5Cette décision, profondément novatrice, est celle de soumettre au vote des citoyens l’approbation des textes de la Déclaration des droits et de la Constitution finalement arrêtés dans la séance du 24 juin 1793. Le geste relève, à proprement parler, d’un saut dans l’inconnu car une telle chose n’a jamais été tentée, surtout à cette échelle, et on peut légitimement craindre que la confusion générale et la guerre civile y trouvent aliment3. À l’époque de sa formation, en septembre 1792, la Convention s’était certes engagée à ce que le Souverain soit appelé à se prononcer sur ce qui sortirait de ses travaux, mais les termes exacts n’en avaient jamais été précisés et l’unanimité exprimée dans ces circonstances est bien dépassée en juin 1793. Loin d’être univoque, le recours à un vote populaire direct peut d’ailleurs être approuvé par des conventionnels qui en souhaitent l’échec, prolongeant ainsi une politique du pire qui avait déjà coûté bien cher à la cour. Mais nous avons également dit qu’en fait, depuis un peu plus d’une année, des pratiques encore non théorisées avaient donné à la majorité de l’Assemblée une certaine conscience des possibilités politiques offertes par un vote de masse.

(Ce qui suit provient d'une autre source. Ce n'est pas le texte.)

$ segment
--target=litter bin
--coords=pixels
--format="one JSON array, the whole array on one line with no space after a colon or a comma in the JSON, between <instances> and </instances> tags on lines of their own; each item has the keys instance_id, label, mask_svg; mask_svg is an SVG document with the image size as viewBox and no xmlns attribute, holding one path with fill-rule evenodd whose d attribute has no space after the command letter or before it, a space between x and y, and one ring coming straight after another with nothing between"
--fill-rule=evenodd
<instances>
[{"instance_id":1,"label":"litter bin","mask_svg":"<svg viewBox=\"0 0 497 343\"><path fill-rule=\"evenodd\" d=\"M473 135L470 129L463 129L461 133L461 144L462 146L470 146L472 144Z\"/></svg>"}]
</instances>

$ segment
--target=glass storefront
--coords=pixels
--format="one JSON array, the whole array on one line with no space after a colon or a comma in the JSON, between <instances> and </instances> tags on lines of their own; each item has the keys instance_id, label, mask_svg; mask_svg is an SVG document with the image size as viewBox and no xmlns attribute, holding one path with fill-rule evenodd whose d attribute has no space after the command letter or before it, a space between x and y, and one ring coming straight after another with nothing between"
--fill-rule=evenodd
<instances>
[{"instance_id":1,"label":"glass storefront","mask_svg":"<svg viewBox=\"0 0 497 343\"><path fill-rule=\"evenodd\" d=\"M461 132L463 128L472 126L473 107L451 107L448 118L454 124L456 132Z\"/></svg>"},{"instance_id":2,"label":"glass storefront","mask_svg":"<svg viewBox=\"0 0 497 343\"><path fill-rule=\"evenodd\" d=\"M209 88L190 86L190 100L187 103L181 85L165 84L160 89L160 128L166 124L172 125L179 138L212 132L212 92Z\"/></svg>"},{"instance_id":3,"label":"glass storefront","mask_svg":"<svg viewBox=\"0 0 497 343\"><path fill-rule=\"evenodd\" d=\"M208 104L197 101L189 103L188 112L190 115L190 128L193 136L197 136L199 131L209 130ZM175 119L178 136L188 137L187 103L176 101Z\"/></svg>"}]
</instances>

  • 4  Un écart de participation d’environ 20 % sépare habituellement assemblées communales et cantonales

6On peut évaluer à deux bons millions le nombre des citoyens qui se rendirent aux assemblées primaires tenues les premiers dimanches de juillet à Paris et en région parisienne, puis les 14, 21 et 28 juillet en province, parfois début août. Rapportée à ce que l’on peut évaluer des effectifs de citoyens alors considéré comme ayant le droit de voter, la participation approcherait les 40 % – 38 % pour être précis – sachant que de nombreuses incertitudes demeurent, par exemple sur la façon de comptabiliser les présences aux assemblées tenues lors de l’arrivée des textes et de leur lecture publique. Si l’on considère l’ensemble de la décennie et que l’on respecte la différence primordiale entre les votes locaux, organisés à la commune, et ceux nécessitant le déplacement jusqu’au chef-lieu du canton4, cette participation est clairement une des meilleures de l’époque, comparable au maximum atteint lors des assemblées primaires de juin 1790. Il est remarquable de rencontrer des taux de participation à ce point comparables entre élections politiques et vote de type « référendaire » mais, en l’absence de toute approche statistique du type de celles qui sont devenues les nôtres, aucune comparaison de ce genre n’était possible à l’époque avec les votes antérieurs. L’organisation du vote de l’été 1793 eut cependant une efficacité immédiatement évidente, celle de forcer les autorités départementales à se prononcer sur la légalité de ce vote et de leur offrir ainsi une façon de faire marche arrière dans leurs démonstrations insurrectionnelles, ce qui contribua ainsi (au choix) à dégonfler la baudruche ou à faire reculer la terrible menace du fédéralisme.

  • 5  S. Aberdam, « Deux occasions de participation féminine en 1793 : le vote sur la Constitution et le (...)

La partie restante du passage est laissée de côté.